During pregnancy, it’s not just the body that changes. The brain too

A recent study suggests that pregnancy causes significant changes in the brain that persist for at least two years after birth in women. Changes that would allow the mother to prepare for the future needs of her child.

During pregnancy, it’s not just your body that changes, ladies. Your brain too. Changes in brain structure and function, including reduced gray matter volume, occur in regions involved in social interactions such as the perception and interpretation of desires, emotions, intentions, and mood. others or oneself. According to psychiatrist Elseline Hoekzema, of the University of Barcelona, ​​it is changes of a hormonal nature that would prepare the mother for the demands of caring for the baby.

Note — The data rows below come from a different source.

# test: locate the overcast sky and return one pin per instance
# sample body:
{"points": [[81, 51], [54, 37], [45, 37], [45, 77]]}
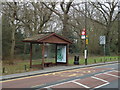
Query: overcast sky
{"points": [[76, 1]]}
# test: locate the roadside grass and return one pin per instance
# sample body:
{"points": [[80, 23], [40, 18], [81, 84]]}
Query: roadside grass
{"points": [[23, 65]]}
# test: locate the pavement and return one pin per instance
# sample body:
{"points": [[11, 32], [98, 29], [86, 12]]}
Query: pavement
{"points": [[50, 70]]}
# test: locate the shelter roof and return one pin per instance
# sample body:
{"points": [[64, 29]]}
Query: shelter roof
{"points": [[47, 38]]}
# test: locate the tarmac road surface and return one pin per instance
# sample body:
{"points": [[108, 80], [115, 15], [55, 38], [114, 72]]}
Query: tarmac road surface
{"points": [[103, 76]]}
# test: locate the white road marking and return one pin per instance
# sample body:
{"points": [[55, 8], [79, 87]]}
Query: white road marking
{"points": [[98, 74], [106, 82], [102, 85], [99, 79], [112, 75], [57, 84], [80, 84]]}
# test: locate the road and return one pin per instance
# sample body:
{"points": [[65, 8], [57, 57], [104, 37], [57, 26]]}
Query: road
{"points": [[105, 76]]}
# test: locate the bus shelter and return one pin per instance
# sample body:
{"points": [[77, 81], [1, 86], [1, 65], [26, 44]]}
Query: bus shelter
{"points": [[61, 47]]}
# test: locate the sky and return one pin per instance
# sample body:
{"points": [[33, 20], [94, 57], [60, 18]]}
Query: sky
{"points": [[76, 1]]}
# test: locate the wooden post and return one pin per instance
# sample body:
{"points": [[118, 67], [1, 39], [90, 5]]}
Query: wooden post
{"points": [[43, 50], [30, 55]]}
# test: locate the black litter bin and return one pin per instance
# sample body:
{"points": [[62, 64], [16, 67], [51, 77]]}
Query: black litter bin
{"points": [[76, 60]]}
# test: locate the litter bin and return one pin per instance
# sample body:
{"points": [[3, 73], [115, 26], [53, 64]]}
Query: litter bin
{"points": [[76, 60]]}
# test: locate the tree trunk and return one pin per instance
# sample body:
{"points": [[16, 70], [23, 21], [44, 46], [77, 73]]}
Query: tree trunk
{"points": [[65, 31], [13, 44], [107, 40]]}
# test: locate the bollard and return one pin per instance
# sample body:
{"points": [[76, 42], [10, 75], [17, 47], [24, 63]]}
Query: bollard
{"points": [[25, 67], [4, 70], [94, 60], [110, 59]]}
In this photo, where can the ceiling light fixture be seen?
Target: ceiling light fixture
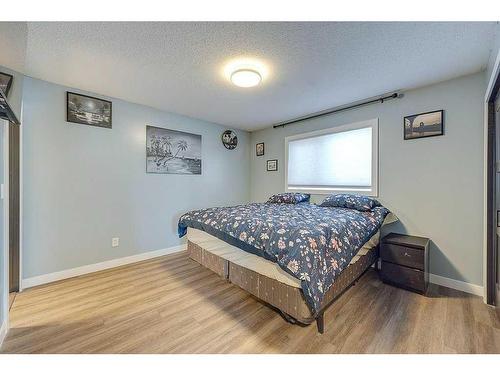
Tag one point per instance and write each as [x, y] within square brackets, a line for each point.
[246, 78]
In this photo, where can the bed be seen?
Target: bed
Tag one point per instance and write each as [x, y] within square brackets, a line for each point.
[298, 258]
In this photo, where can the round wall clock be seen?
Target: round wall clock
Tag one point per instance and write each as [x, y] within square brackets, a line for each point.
[229, 139]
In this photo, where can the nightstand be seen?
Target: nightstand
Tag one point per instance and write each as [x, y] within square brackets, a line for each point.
[405, 261]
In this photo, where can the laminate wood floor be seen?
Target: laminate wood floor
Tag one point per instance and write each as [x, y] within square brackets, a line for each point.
[173, 305]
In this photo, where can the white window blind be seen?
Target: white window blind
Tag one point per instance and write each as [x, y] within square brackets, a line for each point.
[342, 159]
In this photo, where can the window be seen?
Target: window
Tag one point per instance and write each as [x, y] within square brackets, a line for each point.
[341, 159]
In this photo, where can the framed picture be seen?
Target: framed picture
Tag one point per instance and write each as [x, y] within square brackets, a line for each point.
[229, 139]
[272, 165]
[172, 151]
[427, 124]
[5, 83]
[259, 149]
[87, 110]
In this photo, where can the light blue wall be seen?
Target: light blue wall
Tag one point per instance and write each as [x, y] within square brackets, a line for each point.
[84, 185]
[3, 260]
[434, 185]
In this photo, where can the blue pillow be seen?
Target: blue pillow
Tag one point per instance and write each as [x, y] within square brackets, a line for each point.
[291, 198]
[353, 201]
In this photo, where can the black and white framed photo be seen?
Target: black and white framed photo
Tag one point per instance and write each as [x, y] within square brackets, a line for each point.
[427, 124]
[259, 149]
[172, 151]
[272, 165]
[5, 83]
[87, 110]
[229, 139]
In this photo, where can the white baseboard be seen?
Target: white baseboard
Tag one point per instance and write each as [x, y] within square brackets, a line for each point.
[78, 271]
[4, 329]
[455, 284]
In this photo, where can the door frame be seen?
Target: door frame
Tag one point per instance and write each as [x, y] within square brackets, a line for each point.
[490, 293]
[14, 208]
[4, 305]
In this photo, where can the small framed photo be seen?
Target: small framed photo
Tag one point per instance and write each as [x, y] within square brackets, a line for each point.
[272, 165]
[427, 124]
[259, 149]
[87, 110]
[5, 83]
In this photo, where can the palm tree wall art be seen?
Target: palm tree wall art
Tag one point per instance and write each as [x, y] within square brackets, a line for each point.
[172, 151]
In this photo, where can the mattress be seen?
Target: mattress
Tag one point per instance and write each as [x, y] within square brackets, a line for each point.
[255, 263]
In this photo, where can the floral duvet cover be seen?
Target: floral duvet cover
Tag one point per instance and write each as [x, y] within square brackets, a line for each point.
[314, 244]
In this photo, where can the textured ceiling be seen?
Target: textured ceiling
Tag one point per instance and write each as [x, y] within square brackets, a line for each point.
[178, 67]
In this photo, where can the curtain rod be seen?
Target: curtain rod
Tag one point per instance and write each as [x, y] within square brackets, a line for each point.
[378, 99]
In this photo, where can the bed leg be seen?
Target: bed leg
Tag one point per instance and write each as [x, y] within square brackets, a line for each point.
[320, 322]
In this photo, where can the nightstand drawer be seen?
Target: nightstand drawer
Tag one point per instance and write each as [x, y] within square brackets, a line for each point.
[405, 277]
[403, 255]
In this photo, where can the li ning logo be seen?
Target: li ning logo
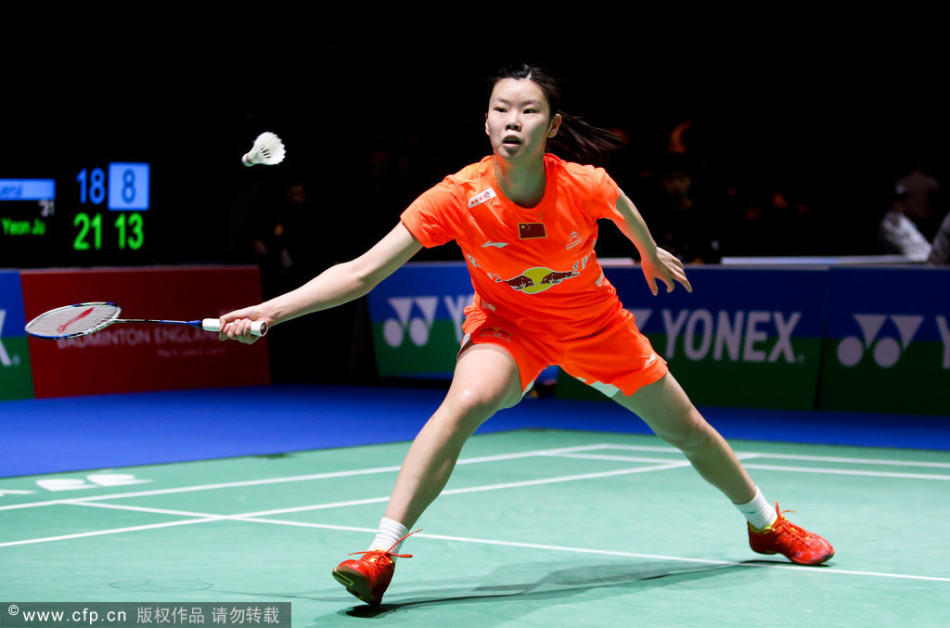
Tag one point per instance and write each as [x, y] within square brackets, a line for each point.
[885, 348]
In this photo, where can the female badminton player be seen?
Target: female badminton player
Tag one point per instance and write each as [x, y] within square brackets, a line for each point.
[526, 222]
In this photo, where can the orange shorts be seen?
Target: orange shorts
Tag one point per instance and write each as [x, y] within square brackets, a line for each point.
[618, 358]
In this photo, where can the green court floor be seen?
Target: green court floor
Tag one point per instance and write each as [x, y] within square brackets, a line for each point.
[536, 528]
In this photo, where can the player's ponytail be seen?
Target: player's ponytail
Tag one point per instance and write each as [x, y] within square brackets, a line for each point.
[577, 139]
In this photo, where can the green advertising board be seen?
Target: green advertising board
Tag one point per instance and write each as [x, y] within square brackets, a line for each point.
[16, 381]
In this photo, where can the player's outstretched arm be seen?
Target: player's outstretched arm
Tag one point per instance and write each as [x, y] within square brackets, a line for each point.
[655, 262]
[338, 284]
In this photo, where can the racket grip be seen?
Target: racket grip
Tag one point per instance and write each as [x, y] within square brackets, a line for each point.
[258, 328]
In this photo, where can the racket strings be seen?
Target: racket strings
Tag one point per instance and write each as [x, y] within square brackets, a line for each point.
[74, 320]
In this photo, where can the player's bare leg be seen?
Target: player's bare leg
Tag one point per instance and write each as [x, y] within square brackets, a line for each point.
[485, 381]
[668, 411]
[665, 407]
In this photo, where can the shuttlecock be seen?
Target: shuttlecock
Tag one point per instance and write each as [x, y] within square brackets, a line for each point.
[268, 150]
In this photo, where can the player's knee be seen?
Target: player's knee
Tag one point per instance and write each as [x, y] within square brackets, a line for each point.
[688, 434]
[476, 403]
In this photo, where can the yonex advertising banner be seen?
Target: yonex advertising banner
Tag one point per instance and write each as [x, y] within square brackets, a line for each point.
[743, 337]
[871, 339]
[134, 357]
[887, 341]
[416, 316]
[16, 381]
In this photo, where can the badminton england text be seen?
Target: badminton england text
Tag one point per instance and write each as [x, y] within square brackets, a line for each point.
[122, 615]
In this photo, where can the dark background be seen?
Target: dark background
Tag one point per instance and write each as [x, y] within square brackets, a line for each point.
[828, 110]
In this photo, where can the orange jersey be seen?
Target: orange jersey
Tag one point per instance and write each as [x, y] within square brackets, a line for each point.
[533, 267]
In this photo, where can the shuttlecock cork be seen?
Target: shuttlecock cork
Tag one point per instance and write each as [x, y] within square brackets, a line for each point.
[268, 150]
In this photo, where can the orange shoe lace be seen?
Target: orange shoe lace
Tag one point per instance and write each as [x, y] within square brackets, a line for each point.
[389, 553]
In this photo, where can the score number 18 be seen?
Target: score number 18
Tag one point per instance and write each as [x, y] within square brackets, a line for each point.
[125, 190]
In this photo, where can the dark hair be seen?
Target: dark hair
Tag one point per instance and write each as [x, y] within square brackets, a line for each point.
[577, 139]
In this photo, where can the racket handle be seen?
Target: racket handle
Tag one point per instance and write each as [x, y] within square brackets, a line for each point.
[258, 328]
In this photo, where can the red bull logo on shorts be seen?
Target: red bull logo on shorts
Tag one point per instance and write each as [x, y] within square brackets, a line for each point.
[538, 279]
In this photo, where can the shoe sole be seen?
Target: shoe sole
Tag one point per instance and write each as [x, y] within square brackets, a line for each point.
[820, 561]
[355, 585]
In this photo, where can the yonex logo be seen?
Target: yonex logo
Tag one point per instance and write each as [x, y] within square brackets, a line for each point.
[884, 347]
[415, 317]
[740, 336]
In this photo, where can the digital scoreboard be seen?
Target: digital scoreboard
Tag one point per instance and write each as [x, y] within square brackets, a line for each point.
[94, 215]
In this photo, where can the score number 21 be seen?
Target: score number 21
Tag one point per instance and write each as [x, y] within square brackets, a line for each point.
[130, 192]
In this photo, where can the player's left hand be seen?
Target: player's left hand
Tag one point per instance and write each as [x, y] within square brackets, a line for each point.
[666, 267]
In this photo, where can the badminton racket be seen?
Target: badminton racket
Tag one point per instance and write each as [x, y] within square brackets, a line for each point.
[87, 318]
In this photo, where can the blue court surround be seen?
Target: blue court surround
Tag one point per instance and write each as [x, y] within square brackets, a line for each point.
[41, 436]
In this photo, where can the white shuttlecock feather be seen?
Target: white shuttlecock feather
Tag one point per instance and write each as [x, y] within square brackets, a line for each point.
[268, 150]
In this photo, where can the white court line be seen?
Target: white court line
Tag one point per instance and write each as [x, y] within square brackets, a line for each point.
[562, 451]
[875, 474]
[282, 480]
[204, 518]
[255, 518]
[802, 457]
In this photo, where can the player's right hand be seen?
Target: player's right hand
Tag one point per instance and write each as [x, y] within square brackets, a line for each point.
[236, 325]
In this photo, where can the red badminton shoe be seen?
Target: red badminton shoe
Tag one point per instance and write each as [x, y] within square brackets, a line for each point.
[792, 541]
[369, 576]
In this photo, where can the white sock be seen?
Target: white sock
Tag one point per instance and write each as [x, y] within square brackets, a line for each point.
[388, 534]
[759, 512]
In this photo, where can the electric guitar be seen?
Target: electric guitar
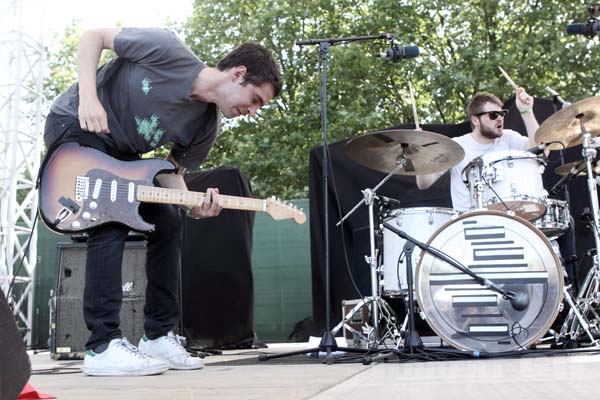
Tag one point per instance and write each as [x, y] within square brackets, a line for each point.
[82, 188]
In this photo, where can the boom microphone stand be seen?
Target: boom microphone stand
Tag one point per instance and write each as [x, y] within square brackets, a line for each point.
[328, 344]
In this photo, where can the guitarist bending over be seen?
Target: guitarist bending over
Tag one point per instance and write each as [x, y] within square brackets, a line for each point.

This study was conducted over a period of more than five years and details of this work have been published in the journal Nature Neurosciences. Elseline Hoekzema and her colleagues analyzed 25 first-time mothers before and after childbirth using imaging tests to characterize pregnancy-induced structural changes in the gray matter of their brains. Compared with the brains of 19 fathers, 17 childless men and 20 women who had never given birth, women with first births showed reduced gray matter in regions associated with social skills.

 » Loss of gray matter volume is not necessarily a bad thing “explains the psychiatrist.  » It can also represent a beneficial process of maturation or specialization « . The authors also observed increased neural activity in some of these pregnancy-altered brain regions when they showed mothers photos of their own infants.

We should also note that these reductions in gray matter were maintained in mothers whose first child was born almost two years after delivery, with the exception of a partial recovery of the volume of gray matter in the hippocampus, region associated with memory. The authors suggest that these changes can prepare a woman for the social demands of impending motherhood.

This pattern of structural changes could also be used to predict the quality of attachment of mothers to their infants in the postpartum period.